Take advanced placement classes, graduate with honors and continue your education at a university; that’s what parents, teachers, and guidance counselors are constantly screaming at you throughout your entire education. At whom and what will they scream when they find out that the university that you are trying to apply to is no longer accepting applications? Most likely . you!
According to San Diego State University’s admissions website, next spring they will not be accepting applications for any undergraduate students. For those of you who were planning on going there in the spring, you better start looking at other schools, and do it quickly.
Unfortunately, this new policy affects me as well. I went off to a four year university and did well, and when I decided to transfer from Arizona State to San Diego State as an undergraduate
student, I fell into the trap set by our flawed collegiate transfer system.
I understand that this university is a very popular campus, and situations similar to this are bound to happen. However, with that said, I also do not think that applications should be cut off completely. Students like me who are so close to graduating should be given the opportunity to apply.
The only issue here is not with SDSU, it is with our entire transfer system. Like many other students, when I tried to transfer from one state university to another I lost many classes that had to be retaken here at City College.
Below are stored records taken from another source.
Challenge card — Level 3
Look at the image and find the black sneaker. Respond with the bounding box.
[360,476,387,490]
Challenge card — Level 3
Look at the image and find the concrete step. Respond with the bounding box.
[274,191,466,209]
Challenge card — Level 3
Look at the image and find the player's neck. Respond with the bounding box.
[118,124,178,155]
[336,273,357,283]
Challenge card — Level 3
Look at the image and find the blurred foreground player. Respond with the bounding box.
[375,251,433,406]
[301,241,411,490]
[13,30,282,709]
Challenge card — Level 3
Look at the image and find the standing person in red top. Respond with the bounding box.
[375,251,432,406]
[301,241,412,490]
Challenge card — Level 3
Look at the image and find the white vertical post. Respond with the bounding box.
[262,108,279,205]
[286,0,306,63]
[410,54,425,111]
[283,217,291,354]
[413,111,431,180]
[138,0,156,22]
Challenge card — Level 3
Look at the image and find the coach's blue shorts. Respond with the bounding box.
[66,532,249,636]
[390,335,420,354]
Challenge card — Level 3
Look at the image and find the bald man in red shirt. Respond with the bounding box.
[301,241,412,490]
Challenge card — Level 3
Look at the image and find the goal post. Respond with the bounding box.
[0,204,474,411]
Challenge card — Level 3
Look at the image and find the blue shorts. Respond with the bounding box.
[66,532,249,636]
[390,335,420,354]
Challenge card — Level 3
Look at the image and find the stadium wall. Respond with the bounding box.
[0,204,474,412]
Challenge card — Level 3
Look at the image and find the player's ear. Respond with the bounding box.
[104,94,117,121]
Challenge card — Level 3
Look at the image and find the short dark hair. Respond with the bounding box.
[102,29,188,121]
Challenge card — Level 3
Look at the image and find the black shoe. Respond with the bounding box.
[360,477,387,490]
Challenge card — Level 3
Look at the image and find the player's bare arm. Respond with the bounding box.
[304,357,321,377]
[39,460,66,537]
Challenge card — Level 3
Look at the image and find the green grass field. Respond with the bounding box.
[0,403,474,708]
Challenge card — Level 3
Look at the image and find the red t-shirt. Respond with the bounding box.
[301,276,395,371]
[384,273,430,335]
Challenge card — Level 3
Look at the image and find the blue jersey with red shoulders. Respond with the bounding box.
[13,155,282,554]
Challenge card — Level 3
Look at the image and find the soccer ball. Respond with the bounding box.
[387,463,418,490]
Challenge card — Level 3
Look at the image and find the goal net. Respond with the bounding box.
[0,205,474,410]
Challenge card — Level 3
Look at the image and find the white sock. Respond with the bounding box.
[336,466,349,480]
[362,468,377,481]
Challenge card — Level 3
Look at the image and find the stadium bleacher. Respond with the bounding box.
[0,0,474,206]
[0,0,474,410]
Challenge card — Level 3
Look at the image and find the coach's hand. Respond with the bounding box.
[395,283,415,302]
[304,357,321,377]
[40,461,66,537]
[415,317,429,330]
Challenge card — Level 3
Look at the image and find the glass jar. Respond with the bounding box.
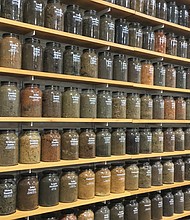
[80,89,97,118]
[0,175,17,216]
[141,94,153,119]
[62,87,80,118]
[82,10,100,38]
[155,30,166,53]
[80,49,98,78]
[173,157,185,182]
[98,51,113,79]
[0,81,20,117]
[164,128,175,152]
[95,164,111,196]
[78,167,95,199]
[97,90,112,118]
[39,171,59,207]
[42,85,62,118]
[151,158,163,186]
[113,54,128,81]
[140,129,152,154]
[100,14,115,42]
[175,97,186,120]
[139,159,152,188]
[152,128,164,153]
[156,0,168,20]
[126,129,140,154]
[1,0,23,21]
[59,168,78,203]
[79,129,96,158]
[166,64,176,88]
[63,46,81,76]
[111,128,126,155]
[128,58,142,83]
[115,18,129,45]
[41,130,61,162]
[125,161,139,190]
[112,92,126,119]
[166,33,178,56]
[17,173,39,211]
[154,62,166,86]
[44,0,64,31]
[61,129,79,160]
[141,60,154,85]
[167,1,179,24]
[129,22,143,48]
[153,95,164,119]
[126,93,141,119]
[96,129,111,157]
[64,5,83,35]
[20,83,42,117]
[164,96,175,120]
[23,0,45,26]
[162,157,174,184]
[43,42,63,73]
[0,33,22,69]
[111,163,125,194]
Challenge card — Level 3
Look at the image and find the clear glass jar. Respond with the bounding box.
[115,18,129,45]
[164,96,175,120]
[0,81,20,117]
[0,175,17,216]
[111,163,125,194]
[61,129,79,160]
[141,60,154,85]
[59,168,78,203]
[44,0,64,31]
[113,54,128,81]
[43,42,63,73]
[152,128,164,153]
[155,30,166,53]
[166,64,176,88]
[126,93,141,119]
[82,10,100,38]
[153,95,164,119]
[98,51,113,79]
[97,90,112,118]
[140,129,152,154]
[96,129,111,157]
[0,33,22,69]
[128,58,142,83]
[80,49,98,78]
[41,129,61,162]
[17,173,39,211]
[111,128,126,155]
[162,157,174,184]
[95,164,111,196]
[63,46,81,75]
[62,87,80,118]
[126,129,140,154]
[80,89,97,118]
[23,0,45,26]
[112,92,126,119]
[64,5,83,35]
[79,129,96,158]
[129,22,143,48]
[141,94,153,119]
[39,171,59,207]
[125,161,139,190]
[164,128,175,152]
[154,62,166,86]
This was something that really got under my skin. I took the same standardized test that the students at SDSU took to get in and was accepted into a four-year university elsewhere, so shouldn’t I be able to transfer from one state university to another?
The whole point of the Scholastic Aptitude Test (SAT) or the American College Test (ACT) is to have a test that is similar all over the country to test the knowledge of students. I took the same exact test at Jon Doe from Alabama, and got the same education at ASU as he did at SDSU, yet when I went to transfer I still was unable to.
I feel that this is very unfair. The universities should take into account who is applying and where they are in terms of graduation status before they decide to cut off applications in the middle of a school year.
We are constantly told to plan for the future and prepare ourselves, but I feel that the universities make it difficult to do that.
Many students like me who are done with all of our classes by spring will be sitting around twiddling our thumbs because we have taken all classes necessary for our major to get into SDSU, yet are not able to apply because they will not be accepting students for their spring semester.
I propose that SDSU and all state schools take a better look at who is in their schools and who is trying to get in. They should analyze student’s progress more efficiently and if a student is slacking, they have them take a semester off and go to a junior college, leaving a space open for a student, like me, who is stuck here with no classes to take.
With transfer students, they should also take into consideration that they did the same work as any other state university student to get to where they are.
State schools should have standardized curriculum so that students have more flexibility in transferring from one state school to another.